What Drives Institutional Decisions?
Institutional faith in Bitcoin appears unwavering, with many having strategically prepared for market downturns. D’agostino explained that big players show a preference for buying during declines opposed to purchasing at higher prices.
John D’agostino mentioned, “Family offices, sovereign wealth funds, and asset managers are inclined towards acquiring assets at reduced valuations, making corrections an appealing opportunity rather than a deterrent.”
Coinbase, a major U.S-based cryptocurrency exchange, offers a range of services tailored for institutional needs. D’agostino highlighted that the stability of these players allows them to hold their positions amid market volatility without the urgency to sell.
How Significant is ETF Influence?
Exposure in spot Bitcoin ETFs has stayed close to $100 billion. Even with Bitcoin’s almost 50% price reduction, retail participation has slightly dipped by approximately 15%. Both retail and institutional segments continue to identify Bitcoin as a long-term value proposition.
The article emphasizes how the Bitcoin network enjoys enhanced institutional infrastructure and evolving regulatory frameworks. These conditions seem to foster steady accumulation, with $60,000 being a more favorable entry point for significant investors compared to its past peaks.
Recent transactions bolster this pattern. MicroStrategy, known for its vast Bitcoin reserves, recently acquired 1,550 Bitcoin, amounting to about $101 million.
Are There Contrasting Insights?
Bernstein analysts presented a different angle, ascribing Bitcoin’s price drop to reduced inflows. However, they clarified that some investors are pivoting towards AI-centric stocks and do not perceive the dip as a structural concern for Bitcoin.
Their assessment portrays early 2024’s slow pace as indicative of a sturdy institutional base.
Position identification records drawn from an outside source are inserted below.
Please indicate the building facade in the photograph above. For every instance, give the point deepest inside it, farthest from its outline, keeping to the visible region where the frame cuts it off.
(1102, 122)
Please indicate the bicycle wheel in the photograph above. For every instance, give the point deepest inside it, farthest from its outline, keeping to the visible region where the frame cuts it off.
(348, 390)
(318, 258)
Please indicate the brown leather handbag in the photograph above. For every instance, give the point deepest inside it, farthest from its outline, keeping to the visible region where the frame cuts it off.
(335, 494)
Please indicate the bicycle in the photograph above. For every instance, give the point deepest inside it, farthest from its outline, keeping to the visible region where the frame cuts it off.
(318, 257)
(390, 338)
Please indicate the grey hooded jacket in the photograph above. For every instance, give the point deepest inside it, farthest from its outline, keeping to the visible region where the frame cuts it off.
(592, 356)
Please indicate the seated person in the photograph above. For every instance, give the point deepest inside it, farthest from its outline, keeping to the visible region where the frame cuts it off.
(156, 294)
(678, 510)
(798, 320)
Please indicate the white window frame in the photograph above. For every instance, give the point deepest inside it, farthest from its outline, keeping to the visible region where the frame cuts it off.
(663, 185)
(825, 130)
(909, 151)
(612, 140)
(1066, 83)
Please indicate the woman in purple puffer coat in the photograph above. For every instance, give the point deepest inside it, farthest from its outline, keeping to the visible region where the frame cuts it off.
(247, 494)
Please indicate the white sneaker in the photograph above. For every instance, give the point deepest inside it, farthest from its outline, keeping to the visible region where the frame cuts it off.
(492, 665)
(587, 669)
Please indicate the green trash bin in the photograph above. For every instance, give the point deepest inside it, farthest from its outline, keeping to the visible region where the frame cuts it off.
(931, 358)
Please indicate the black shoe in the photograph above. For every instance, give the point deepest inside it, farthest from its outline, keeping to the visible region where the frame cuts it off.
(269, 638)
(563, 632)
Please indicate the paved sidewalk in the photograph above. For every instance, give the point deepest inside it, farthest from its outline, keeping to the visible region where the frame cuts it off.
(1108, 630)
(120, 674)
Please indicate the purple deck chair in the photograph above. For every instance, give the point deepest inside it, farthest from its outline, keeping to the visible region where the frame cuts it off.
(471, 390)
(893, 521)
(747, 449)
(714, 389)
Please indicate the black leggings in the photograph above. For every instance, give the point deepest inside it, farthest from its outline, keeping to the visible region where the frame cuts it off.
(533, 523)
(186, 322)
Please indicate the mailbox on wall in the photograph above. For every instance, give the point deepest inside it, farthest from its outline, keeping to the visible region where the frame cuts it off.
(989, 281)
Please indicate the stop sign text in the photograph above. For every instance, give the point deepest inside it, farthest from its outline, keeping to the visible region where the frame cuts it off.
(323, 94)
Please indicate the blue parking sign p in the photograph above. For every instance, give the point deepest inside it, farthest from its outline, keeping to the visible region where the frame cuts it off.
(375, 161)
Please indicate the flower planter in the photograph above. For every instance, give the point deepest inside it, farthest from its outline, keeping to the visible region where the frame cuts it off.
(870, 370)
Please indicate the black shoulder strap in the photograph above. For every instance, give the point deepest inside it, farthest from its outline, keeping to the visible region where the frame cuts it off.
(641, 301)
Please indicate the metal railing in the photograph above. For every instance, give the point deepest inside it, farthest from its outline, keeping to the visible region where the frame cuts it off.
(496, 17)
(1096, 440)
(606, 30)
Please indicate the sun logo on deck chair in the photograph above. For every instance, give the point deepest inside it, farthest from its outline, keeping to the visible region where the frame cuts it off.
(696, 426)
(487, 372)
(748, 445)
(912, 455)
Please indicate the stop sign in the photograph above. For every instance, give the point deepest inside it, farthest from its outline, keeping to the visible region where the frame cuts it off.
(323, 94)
The analysts pointed out a decrease in ETF and corporate net inflows, from $60 billion in 2025 to $12 billion in the current year.
According to Bernstein, “The calmer price movements do not tarnish Bitcoin’s narrative as a long-term value store.”
The report records Bitcoin trading at $62,724, with a 22% decline in recent months, and about 50% below its highest value last October. Both D’agostino and Joe Kernen noted global risk reduction, a turn to alternative choices, and regulatory ambiguities as important influences. Yet, D’agostino expressed optimism, noting the inherent volatility in commodity-like assets while defending Bitcoin’s strong outlook.